[Q] Isn't 'file://foo/bar' asUrl supposed to give a relative FileUrl?

Mon Aug 18 14:39:35 UTC 2003

Michael Rueger <michael at squeakland.org> wrote:
> Lex Spoon wrote:
> > Bert Freudenberg <bert at isg.cs.uni-magdeburg.de> wrote:
> > 
> > 
> >>>It's a useful extension.  Such a URL is not covered in the RFC's, but it
> >>>is useful and people do it.
> >>
> >>I don't think it's useful. I'd consider it even bad and confusing (like 
> >>this discussion clearly shows) because the power of URLs stems from the 
> >>simple fact that it is *only* a well-defined string. Also, the code 
> >>becomes rather ugly, with "isAbsolute ifTrue: [...]" scattered around 
> >>the place.
> 
> A few things from the RFC are below.
> The problem that I have with the current implementation is not that it 
> is incomplete, but it does too many things. URIs are basically strings 
> without any semantic meaning in respect to the scheme. The scheme only 
> becomes "meaningful" through its interpretation as a protocol. So the 
> right thing to do IM(H)O is to have "pure" URIs like in my package and 
> dispatch any operations to the protocol counter part, be it the file 
> system or an ftp or http client.
> 

I agree that URL or URI objects should be "pure", and that's how the
hierarchy in Squeak is actually designed.  In retrospect, I agree that
relative FileURL's are handled badly.  I now think that isAbsolute
should have been handled at parse time, because there is no point in
sending such a URL across the network.  At the time, that style of URL
was more common and I thought it would be better to represent it
accurately; on further thought, it is slightly more important that the
URL's themselves remain strictly correct.

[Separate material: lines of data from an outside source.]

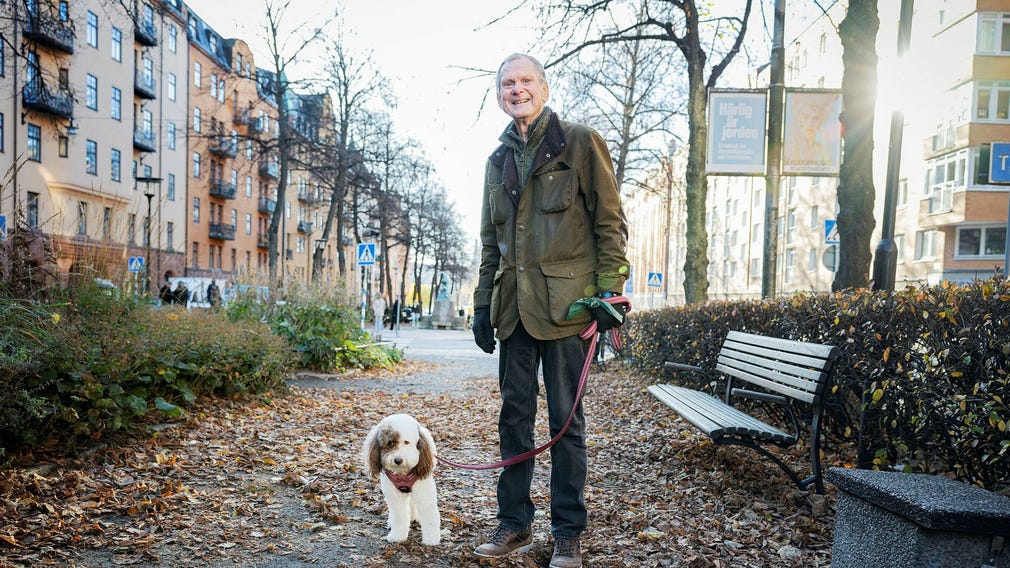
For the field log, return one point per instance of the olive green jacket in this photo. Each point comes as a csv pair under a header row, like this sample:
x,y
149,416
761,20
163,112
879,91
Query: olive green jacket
x,y
560,238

But, I also think this kind of thing should be handled in the parser,
not the protocol handler.  I don't even understand how the protocol
handler *could* handle it.  If you have a parsed URL, then you have a
scheme already and so it's too late to make a decision about what to do
with 'www.google.com' or 'foo.txt'.  If there is going to be smart
parsing, then it seems like the parser needs to do it.

> The problems that are evident in all these hacks throughout the URL 
> classes stem from trying to interpret non-conforming URI constructs in a 
> "smart" way.  If you actually stick to the spec, especially the part
> 
>    Indeed, the
>     base URI is necessary to define the semantics of any relative URI
>     reference; without it, a relative reference is meaningless.
> 
> none of the discussed problems are an issue.
> E.g., 'g' asUrl -> http://g/  is one of these smart things that are just 
> plain incorrect.
> 

What do you mean by incorrect?  This behavior is correct according to
the letter of the RFC's, because the input is invalid to begin with. 
It's also correct according to the spirit of being generous in what you
accept, which is a spirit that goes back to the dawn of the Internet.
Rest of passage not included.